Dans ce premier roman prometteur paru en 1999, C. Oumhani associe une solide construction narrative à une écriture fluide, souvent poétique ; elle sait faire partager les émotions de son personnage sans verser dans le sentimentalisme, et évoque avec réalisme le statut de la femme en Tunisie. Trentenaire, médecin à l'hôpital de Bénissa, Kenza affiche depuis l'enfance sa différence. Encouragée à l'étude par Ahmed, son père instituteur, elle refuse son destin d'épouse et de mère. Un an de doctorat à Paris lui permet de s'éloigner un temps du fiancé choisi par ses parents : écartelée entre deux cultures, la jeune femme achève son émancipation intérieure et assume l'avenir que la tradition lui assigne. Ce roman de happy end révèle à quel point le bonheur annoncé induit de choix personnels douloureux.
Kenza « se refuse à reproduire le rituel des mères », soumises aux époux, asservies à la domesticité, entre tajines et pâtisseries emmiellées ; leurs corps « flasques, déformés », l'écœurent. Traumatisée enfant par le sacrifice du mouton pour l'Aïd, nauséeuse à la vue de la viande et du sang, « manger, se nourrir, représente un effort insurmontable » pour la jeune femme. De même, « l'autre sang, celui que l'on doit cacher », celui des menstrues, l'amène au refus anorexique de sa féminité naissante. « Cheveux raides et courts, corps sec » dissimulé sous la blouse chirurgicale, Kenza apparaît froide et distante : seules comptent la recherche, la vie de l'esprit. Si elle parvient aisément à maîtriser ses émotions à Bénissa, l'immersion parisienne les met à rude épreuve. La liberté de contact, la spontanéité des rencontres, la troublent. Kenza ne parvient à résister à la tentation amoureuse et sensuelle qu'au prix de deux automutilations. Elle renonce finalement à cette liberté dont elle avait tant rêvé. De retour en Tunisie, la jeune femme comprend enfin la prophétie de sa grand-mère Khadija, jadis, en voyant passer une comète — « Peut-être que tu es allée trop loin…Ce qui est écrit est écrit.»

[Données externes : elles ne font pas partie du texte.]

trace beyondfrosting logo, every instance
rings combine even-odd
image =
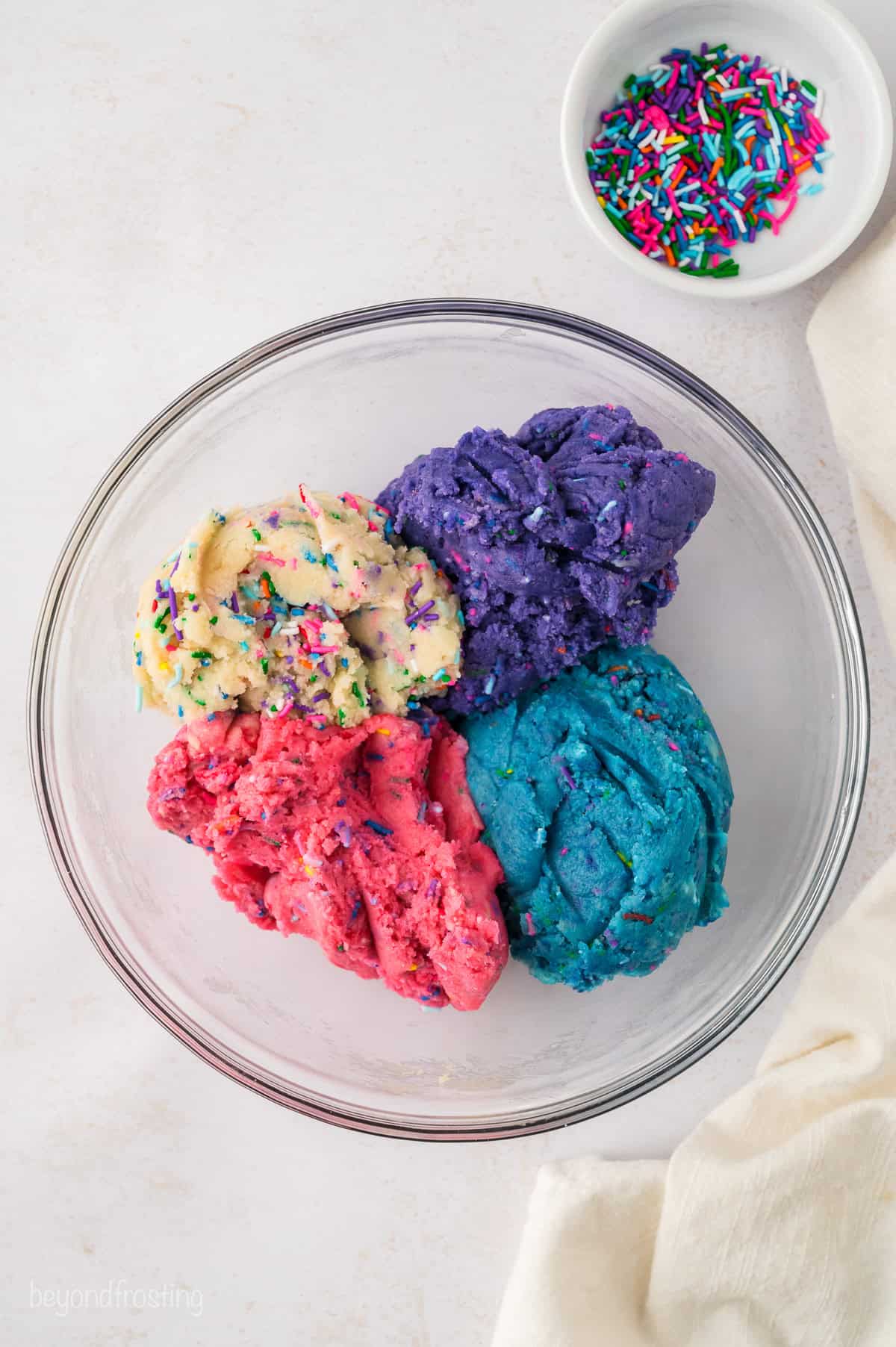
[[[105,1286],[38,1286],[34,1278],[28,1288],[30,1309],[50,1309],[57,1319],[66,1319],[70,1311],[84,1309],[167,1309],[202,1315],[202,1292],[187,1286],[129,1286],[124,1277],[109,1278]]]

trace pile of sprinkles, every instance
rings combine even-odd
[[[674,47],[631,74],[585,152],[608,220],[645,256],[690,276],[737,276],[732,249],[776,234],[804,174],[830,158],[823,96],[784,66],[733,51]]]

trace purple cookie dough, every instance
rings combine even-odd
[[[624,407],[477,426],[416,458],[379,502],[461,599],[463,671],[441,706],[490,710],[606,641],[645,644],[714,489]]]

Elle lui a enseigné qu'une femme tunisienne doit être libre en ses pensées, mais tout en assumant son mektoub, son destin social. L'« odeur de henné » ne la rend plus nauséeuse, l'être entier de Kenza est « pétri de l'interdit », « des règles qu'elle côtoie depuis l'enfance…il lui tarde de reprendre la vie qui lui pesait, et même de se marier.» Mais, à la différence des autres épouses, elle y consent en pleine conscience, non par soumission.
Ce roman reste très actuel. Les jeunes femmes tunisiennes demeurent confrontées au même dilemme : être elles-mêmes, pour elles-mêmes, ou tenir leur rang dans une société qui les voue encore souvent aux hommes et aux enfants.
Cécile OUMHANI - Une odeur de henné. Elyzad poche, 2012, 235 pages.